Er kwam een golf aan die groot genoeg was om me ondersteboven te gooien. Een ogenblik ging ik kopje-onder en ademde ik water in. Sputterend kwam ik boven. De zee wilde me met het zand en de schelpen mee terug nemen. Ik stuwde me met mijn goede voet naar het strand, schopte zelfs zwakjes met mijn slechte voet, en slaagde erin vat op de bodem te krijgen. Ik mocht dan over sommige dingen in verwarring verkeren, ik was niet van plan in de Golf van Mexico te verdrinken. Daarover verkeerde ik niet in verwarring. Met mijn haar in mijn ogen kroop ik het water uit, hoestend en proestend, mijn rechterbeen als drijfnatte bagage achter me aan.

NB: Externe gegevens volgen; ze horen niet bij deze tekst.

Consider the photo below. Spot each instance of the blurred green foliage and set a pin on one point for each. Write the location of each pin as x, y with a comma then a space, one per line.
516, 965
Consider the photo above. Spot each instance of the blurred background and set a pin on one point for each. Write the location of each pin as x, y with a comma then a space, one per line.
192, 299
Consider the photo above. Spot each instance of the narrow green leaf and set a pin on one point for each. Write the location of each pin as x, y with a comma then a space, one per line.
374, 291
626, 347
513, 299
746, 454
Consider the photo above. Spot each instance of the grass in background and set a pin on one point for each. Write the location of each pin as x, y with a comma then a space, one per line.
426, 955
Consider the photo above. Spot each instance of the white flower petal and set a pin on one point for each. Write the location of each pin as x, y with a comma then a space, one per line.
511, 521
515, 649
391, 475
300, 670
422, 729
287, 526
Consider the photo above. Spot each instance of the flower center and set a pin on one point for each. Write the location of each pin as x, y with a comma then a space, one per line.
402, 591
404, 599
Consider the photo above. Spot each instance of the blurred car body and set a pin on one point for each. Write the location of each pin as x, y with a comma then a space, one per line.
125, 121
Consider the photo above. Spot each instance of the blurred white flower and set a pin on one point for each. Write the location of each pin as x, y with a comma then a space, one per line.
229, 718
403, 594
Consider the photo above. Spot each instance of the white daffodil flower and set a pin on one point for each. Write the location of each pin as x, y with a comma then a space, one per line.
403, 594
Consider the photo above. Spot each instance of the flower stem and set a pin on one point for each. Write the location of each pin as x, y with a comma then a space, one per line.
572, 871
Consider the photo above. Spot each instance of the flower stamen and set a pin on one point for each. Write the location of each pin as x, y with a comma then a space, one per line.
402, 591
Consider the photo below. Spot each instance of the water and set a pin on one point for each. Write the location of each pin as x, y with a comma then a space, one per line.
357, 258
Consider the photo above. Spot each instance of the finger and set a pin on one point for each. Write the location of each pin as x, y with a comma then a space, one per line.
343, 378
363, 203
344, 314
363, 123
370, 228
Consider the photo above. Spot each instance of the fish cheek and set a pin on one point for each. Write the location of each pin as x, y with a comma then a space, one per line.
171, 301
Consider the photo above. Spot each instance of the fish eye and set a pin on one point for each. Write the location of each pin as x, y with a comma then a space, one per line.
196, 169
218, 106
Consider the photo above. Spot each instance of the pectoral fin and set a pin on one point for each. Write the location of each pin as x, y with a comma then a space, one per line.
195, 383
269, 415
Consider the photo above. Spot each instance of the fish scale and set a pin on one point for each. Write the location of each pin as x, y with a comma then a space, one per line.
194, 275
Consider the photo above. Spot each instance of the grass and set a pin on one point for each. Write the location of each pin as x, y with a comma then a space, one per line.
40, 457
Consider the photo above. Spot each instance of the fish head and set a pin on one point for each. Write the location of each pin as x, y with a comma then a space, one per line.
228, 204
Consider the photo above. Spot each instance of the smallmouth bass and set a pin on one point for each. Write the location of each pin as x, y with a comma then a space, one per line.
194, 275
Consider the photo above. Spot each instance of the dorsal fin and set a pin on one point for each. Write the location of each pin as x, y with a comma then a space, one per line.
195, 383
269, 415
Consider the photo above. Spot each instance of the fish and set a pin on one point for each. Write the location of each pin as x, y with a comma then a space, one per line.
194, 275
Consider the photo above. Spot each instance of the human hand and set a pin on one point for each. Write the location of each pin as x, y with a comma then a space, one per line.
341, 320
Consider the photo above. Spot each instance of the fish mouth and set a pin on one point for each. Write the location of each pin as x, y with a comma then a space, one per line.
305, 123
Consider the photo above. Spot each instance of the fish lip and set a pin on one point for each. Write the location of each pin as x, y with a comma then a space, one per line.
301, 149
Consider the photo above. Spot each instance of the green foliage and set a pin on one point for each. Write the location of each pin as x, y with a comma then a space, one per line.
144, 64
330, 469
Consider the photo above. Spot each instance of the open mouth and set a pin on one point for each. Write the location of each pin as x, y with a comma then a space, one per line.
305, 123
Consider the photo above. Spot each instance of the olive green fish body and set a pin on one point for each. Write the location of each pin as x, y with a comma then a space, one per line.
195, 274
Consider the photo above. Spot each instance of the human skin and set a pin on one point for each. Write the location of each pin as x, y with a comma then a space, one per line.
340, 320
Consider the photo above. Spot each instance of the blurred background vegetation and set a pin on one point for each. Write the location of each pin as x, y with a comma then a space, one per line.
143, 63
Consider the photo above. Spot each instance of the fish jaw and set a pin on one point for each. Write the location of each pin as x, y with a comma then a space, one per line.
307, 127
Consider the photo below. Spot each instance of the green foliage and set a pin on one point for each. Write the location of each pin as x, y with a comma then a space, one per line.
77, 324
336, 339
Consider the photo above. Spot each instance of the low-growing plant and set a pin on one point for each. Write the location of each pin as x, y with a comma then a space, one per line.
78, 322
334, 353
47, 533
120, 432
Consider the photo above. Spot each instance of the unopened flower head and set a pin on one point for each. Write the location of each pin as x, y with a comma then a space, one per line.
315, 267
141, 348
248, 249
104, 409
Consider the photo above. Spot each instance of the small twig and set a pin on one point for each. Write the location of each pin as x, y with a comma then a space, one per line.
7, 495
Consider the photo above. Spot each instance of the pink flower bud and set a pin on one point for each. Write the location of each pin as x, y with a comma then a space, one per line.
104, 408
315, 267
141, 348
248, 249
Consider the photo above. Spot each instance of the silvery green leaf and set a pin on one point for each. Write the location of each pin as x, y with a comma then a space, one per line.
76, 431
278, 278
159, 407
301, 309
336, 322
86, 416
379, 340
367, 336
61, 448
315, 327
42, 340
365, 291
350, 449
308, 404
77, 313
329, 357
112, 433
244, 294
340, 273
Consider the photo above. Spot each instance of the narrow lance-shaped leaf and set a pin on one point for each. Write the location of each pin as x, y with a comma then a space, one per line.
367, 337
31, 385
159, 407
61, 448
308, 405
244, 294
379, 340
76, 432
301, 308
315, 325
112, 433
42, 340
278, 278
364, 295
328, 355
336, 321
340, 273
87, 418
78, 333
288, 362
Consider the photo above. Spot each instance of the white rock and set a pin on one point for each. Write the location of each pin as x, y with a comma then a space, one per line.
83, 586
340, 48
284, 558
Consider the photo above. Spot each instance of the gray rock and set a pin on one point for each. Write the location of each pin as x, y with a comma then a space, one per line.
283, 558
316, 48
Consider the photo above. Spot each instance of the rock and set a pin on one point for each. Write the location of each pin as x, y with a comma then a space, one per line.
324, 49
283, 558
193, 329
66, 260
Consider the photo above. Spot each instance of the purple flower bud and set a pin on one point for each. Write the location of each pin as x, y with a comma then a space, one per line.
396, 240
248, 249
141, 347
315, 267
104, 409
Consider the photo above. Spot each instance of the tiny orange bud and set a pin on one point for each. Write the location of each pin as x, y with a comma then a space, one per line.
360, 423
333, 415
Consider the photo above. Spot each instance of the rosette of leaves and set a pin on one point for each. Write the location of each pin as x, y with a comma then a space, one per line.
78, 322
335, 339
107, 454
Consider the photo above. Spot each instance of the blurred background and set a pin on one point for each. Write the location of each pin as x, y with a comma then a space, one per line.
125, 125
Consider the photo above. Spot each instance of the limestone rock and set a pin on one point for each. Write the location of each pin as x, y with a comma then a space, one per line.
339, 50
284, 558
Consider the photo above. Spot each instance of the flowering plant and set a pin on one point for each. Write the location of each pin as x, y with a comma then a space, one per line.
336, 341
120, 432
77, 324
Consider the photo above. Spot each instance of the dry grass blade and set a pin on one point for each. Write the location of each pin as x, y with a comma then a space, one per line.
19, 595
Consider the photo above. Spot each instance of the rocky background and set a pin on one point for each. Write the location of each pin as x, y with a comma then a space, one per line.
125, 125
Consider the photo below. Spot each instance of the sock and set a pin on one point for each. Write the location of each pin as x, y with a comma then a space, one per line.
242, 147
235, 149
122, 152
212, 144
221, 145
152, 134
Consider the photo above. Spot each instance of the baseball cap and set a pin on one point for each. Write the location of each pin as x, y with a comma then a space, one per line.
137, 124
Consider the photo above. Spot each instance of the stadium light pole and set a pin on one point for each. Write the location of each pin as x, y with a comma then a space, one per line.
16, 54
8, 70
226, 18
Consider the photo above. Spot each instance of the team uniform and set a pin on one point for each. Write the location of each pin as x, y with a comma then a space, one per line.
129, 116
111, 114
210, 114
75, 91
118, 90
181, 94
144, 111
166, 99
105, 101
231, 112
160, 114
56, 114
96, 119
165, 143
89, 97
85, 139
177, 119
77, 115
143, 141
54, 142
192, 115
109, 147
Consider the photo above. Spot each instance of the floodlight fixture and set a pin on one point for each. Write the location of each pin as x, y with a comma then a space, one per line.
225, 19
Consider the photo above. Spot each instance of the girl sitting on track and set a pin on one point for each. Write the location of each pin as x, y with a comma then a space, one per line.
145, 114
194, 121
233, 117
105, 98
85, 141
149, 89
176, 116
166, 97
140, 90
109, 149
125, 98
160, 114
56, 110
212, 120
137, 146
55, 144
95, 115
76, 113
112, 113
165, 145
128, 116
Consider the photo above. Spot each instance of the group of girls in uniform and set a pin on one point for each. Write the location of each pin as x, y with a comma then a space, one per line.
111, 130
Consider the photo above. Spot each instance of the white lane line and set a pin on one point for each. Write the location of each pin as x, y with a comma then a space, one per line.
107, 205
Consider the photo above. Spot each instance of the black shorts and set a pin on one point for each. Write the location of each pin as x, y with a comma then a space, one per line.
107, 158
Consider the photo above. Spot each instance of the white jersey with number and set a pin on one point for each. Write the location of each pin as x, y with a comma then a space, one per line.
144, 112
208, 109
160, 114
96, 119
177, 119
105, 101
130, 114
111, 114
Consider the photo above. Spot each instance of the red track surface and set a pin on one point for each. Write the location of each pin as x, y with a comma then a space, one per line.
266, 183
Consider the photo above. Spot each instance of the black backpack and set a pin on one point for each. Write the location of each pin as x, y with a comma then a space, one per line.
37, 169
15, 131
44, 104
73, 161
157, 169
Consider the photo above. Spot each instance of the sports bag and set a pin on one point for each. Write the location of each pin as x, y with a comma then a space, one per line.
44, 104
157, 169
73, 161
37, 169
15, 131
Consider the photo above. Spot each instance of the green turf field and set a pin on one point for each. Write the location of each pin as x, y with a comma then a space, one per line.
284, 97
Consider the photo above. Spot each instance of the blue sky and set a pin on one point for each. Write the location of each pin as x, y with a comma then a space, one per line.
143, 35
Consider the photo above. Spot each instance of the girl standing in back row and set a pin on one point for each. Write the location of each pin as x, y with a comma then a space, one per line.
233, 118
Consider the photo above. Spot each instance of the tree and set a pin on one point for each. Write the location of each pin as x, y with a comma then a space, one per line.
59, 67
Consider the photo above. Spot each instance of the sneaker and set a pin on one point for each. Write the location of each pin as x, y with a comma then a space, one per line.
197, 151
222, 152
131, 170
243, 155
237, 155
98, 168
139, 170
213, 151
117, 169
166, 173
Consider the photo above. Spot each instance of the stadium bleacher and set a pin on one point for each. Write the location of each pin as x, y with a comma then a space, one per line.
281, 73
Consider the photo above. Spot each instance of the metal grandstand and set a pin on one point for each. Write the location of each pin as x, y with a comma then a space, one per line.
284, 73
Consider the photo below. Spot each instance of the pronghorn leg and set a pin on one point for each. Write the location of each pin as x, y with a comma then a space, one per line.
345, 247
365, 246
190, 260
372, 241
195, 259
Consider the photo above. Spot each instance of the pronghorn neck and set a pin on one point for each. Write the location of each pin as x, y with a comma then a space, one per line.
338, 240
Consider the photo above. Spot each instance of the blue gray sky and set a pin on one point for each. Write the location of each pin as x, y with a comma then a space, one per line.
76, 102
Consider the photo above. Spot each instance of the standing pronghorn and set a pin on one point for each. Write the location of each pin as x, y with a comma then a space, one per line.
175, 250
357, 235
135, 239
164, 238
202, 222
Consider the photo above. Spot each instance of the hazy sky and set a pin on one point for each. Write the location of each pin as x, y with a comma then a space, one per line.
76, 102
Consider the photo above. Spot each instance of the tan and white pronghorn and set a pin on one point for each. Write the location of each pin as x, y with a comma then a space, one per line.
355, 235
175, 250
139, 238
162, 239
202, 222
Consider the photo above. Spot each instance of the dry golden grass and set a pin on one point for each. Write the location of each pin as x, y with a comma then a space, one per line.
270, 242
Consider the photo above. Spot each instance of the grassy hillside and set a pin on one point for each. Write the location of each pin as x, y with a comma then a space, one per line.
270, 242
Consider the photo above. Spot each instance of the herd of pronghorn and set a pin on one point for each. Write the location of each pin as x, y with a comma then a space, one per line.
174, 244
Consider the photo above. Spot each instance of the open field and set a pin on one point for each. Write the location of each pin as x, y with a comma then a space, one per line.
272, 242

Toen ik eindelijk op droog zand was, rolde ik me om en keek naar de hemel. Een vette halvemaan gleed door het donkere fluweel boven de nok van Groot Roze. Alles leek daarboven heel sereen. Hierbeneden lag een man die zich het tegenovergestelde van sereen voelde: bevend, verdrietig en kwaad. Ik keek naar het stompje van mijn arm en toen weer naar de maan.

'Niet meer gluren,' zei ik. 'Daar stop ik meteen mee. Niet meer gluren en geen experimenten meer.'

Dat meende ik ook. Maar zoals ik al heb gezegd (en zoals Wireman voor mij heeft gezegd) nemen we onszelf zo vaak in de maling dat we er ons beroep van zouden kunnen maken.